Izuku yakin, perasaannya pada Shinso adalah suka. Meski lelaki itu mengatakan bukan. Pesan maaf darinya belum terkirim. Ia akan bicara lagi dengan Shinso setelah ini.

Saat ini Izuku perlu berbicara dengan sahabatnya. Rumah Katsuki berada di kompleks sebelah. Hanya perlu berjalan beberapa menit dan Izuku sudah tiba. Tangannya menekan bel tanpa kenal kata sabar. Berulang terus ditekan hingga pemiliknya keluar.

“Ngapain sih mencet bel banyak-banyak gitu?
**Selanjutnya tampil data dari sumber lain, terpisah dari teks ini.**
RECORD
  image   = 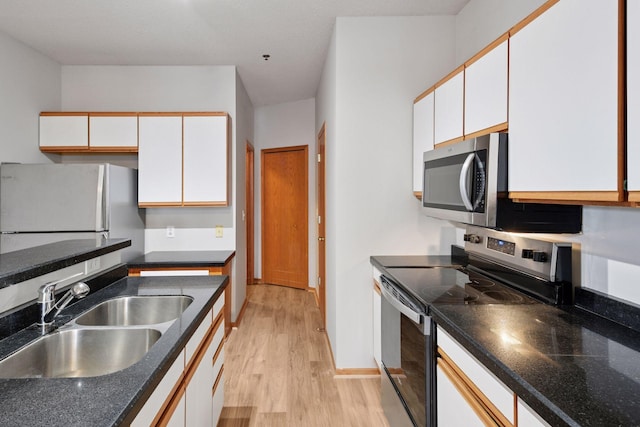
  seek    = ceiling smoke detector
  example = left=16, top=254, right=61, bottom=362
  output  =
left=262, top=54, right=270, bottom=61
Sekali ’kan cukup.” Izuku pasti sedang sangat sensitif karena mendengar amarah Katsuki malah membuatnya terharu. “Malah bengong lagi. Masuk.”

Izuki mengangguk, mengikuti si pemilik rumah dari belakang. Katsuki tak mengira Izuku akan datang. Ia belum siap melihat sahabatnya berada di satu ruangan yang sama dengannya.

Ini bukan kali pertama mereka berduaan di kamar Katsuki. Namun, ini pertama kalinya setelah Katsuki menyadari perasaannya. Ia mengacak rambutnya, frustasi. Perlahan ia melirik Izuku, matanya langsung membola. Dengan cepat ia menghampiri temannya, “Kenapa nangis? Shinso mutusin lo? Apa dia ngomong yang nyakitin lo?” Kepala Katsuki penuh dengan banyak pertanyaan.

Izuku menggeleng, membuat Katsuki menghela napas. Ia mengangkat wajah sahabatnya dengan lembut seraya menyeka air mata yang terjatuh. “Terus kenapa nangis?” Katsuki merendahkan suaranya kali ini. Raut khawatir dari wajahnya belum menghilang. “Siapa yang nyakitin lo? Bilang sama gue. Nanti gue hajar.”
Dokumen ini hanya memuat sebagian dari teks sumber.